The shape of things

Real Women Have Curves

In addition to curves, these real women have stressful workplace visits from the Immigration and Naturalization Service.

In addition to curves, these real women have stressful workplace visits from the Immigration and Naturalization Service.

Rated 4.0

The good-natured irony that runs through Josefina Lopez’ comedy Real Women Have Curves flows naturally out of the onstage situation. We meet five Latinas who are (to put it one way) curvaceous, or who (to put it another way) rank significantly higher on the body-mass index than their doctors would approve of. In other words, they’re flirting with obesity—at least as it’s defined by modern medicine.

They’re also working in some sort of small-scale Los Angeles sweatshop. The women get paid $13 per garment to make dresses that are sized to fit skinny fashion models and will sell for $200 or more. They couldn’t squeeze into the garments or afford to buy them, even if they tried.

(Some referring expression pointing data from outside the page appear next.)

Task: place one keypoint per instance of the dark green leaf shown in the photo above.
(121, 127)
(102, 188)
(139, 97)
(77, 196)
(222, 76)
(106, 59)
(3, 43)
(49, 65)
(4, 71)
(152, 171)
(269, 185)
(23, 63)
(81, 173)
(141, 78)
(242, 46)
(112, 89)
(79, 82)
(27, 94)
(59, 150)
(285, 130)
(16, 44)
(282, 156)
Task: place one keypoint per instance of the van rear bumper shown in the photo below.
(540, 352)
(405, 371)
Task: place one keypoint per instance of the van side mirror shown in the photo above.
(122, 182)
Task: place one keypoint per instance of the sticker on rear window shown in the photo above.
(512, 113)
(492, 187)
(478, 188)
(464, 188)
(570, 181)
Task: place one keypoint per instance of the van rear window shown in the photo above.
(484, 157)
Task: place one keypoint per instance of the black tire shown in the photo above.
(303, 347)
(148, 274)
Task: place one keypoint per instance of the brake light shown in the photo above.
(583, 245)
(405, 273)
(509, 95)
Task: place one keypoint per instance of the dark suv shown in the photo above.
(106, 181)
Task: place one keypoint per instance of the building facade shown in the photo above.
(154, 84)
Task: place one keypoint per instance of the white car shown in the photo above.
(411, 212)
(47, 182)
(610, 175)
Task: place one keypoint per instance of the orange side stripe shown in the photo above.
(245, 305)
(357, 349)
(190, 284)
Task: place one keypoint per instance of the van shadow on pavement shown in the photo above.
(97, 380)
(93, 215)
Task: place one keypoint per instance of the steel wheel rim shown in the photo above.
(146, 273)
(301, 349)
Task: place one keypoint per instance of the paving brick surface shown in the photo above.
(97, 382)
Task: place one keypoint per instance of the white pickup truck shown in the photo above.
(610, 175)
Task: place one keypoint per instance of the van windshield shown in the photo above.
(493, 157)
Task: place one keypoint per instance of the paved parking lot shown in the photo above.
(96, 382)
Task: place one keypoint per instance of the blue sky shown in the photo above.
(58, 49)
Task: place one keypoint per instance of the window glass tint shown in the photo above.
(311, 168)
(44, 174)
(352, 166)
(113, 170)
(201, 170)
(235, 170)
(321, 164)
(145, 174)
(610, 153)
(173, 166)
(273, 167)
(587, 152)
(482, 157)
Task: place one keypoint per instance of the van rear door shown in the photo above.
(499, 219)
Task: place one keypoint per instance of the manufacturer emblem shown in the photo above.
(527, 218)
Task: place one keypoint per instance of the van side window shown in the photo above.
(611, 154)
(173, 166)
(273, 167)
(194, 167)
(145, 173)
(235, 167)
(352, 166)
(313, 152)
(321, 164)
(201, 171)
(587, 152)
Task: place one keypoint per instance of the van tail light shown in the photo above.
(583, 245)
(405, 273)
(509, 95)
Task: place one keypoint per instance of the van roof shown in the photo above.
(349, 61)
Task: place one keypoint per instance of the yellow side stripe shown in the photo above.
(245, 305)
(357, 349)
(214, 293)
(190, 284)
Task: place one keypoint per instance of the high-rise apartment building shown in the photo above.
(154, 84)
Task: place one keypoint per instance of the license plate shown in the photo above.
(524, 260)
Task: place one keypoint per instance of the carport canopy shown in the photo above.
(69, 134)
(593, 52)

The absurdity of this situation is not lost on these ladies—each of whom represents a different position on the spectrum of immigrant Latina experiences. One’s a mother of eight who’s married to a man who gets violent on occasion. Another is in her 30s and is worried because she’s childless. The others are single—including one who’s planning to move to New York, attend college and become a writer. (That she’s doing her writing on a second-hand typewriter she’s just purchased is one of the clues that Lopez must have written this play years ago.)

Although Real Women qualifies as a comedy with a message—about earning a decent wage, standing up to mistreatment from men and taking pride in the body that life and genetics have given you—this is nonetheless a funny and lighthearted play. Recurrent jokes stem from the characters’ weakness for junk food, their prolonged fretting over “La Migra” (the Immigration and Naturalization Service) even though most of them have earned green cards, and a delightfully silly scene in which everyone strips down to their underwear and compares over-padded thighs and stretch marks. There’s also a bit of girl talk about sex.

Director Manuel Pickett, who also handled last year’s noteworthy References to Salvador Dalí Make Me Hot in the same venue, sustains the mood skillfully and gets good performances out of Ethel Birrell, Sojourna Florez-Jennings, Christina Martinez, J. Andrea “YaYa” Porras and Khimberly Marshall. (Marshall is African-American, but she’s also one of the more experienced members of the cast. She does fine in this Latina role.) There’s a nice set by Mark Reddick, with sewing machines and a picture of the Virgin of Guadalupe.

This co-production by California Stage and Pickett’s Teatro Espejo also marks the latter’s ongoing emergence as more of a community group—for the last few years, it’s operated as more of a subsection within the California State University, Sacramento, theater department. It’s good to see Latino plays being mounted out in town.